The vertical axis shows the amount of passion and attraction one feels at a given time. Since I don’t have an objective unit to quantify feelings, I don’t quantify that axis. (The scientist in me prefers to deal with at least in principle measurable quantities so I’ll note that in principle one could record many people’s reported feelings toward someone to whom they feel passion and attraction on a numerical scale over time and plot averages. Perhaps researching this model could earn an enterprising student a doctorate.)
EDIT: While writing this series, I came across this plot of a man’s texting behavior with his now ex-girlfriend on Reddit’s Data Is Beautiful page in this thread. It looks like someone found an interesting way to create data to check the model against nature.
The P-AM says the amount of passion and attraction a person feels for someone, not always but generally,
- Grows,
- Peaks,
- Declines, and
- Fades away over time.
Passion and attraction don’t always rise and fall just as illustrated. Sometimes those feelings die in a moment. Sometimes they plateau for a long time or even rise for one’s whole life, never declining. If you’ve experienced these four stages, though, or know others who have, this graph and those to follow, however schematic, will likely yield useful insight.
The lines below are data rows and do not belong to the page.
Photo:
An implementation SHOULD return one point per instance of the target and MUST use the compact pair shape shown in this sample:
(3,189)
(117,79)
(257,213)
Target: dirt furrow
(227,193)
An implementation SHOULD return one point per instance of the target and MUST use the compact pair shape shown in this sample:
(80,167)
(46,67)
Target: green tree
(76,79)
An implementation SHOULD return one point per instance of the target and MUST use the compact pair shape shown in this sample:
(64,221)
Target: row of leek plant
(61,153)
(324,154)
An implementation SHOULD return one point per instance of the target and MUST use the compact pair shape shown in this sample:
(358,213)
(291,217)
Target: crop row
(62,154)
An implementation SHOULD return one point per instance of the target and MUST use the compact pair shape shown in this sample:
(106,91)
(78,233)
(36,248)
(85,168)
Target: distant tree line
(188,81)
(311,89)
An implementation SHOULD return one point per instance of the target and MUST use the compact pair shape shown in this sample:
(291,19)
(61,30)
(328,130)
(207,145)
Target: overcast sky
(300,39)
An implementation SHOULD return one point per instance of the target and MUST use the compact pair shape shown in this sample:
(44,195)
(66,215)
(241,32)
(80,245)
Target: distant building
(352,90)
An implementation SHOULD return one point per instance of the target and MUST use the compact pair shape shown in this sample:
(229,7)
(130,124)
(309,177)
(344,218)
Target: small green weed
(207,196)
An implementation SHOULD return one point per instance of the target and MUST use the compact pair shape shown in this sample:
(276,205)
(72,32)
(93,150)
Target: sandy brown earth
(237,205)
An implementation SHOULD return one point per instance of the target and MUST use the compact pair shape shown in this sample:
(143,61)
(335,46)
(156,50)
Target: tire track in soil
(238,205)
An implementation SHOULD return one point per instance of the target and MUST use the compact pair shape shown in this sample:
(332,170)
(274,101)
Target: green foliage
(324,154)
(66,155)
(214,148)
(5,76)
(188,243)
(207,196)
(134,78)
We’d like relationships where our passion stays high our whole lives. I haven’t witnessed relationships that worked that way, though I’m sure some exist. In any case, the Other Feelings like trust, understanding, intimacy, and so on tend to increase with time, so the sum of all your relationship emotions will often increases overall even if the passion and attraction alone decrease.
Likewise Other Events come into play too, like your job, your partner’s life events, biological clocks ticking, possibly marriage, possibly kids, possibly the economy, and so on. Their effects on your emotions may dwarf your passion for one person.
Also, passion doesn’t “just happen.” You feel passion in relationships in proportion to what you put into them. As I’ve written before, you don’t find passion, you create it with your behavior and beliefs. You also contribute to how high the peak gets.
As simple as the basic model appears, it has a lot of flexibility. Tomorrow we’ll look at variations on the basic model and what they show.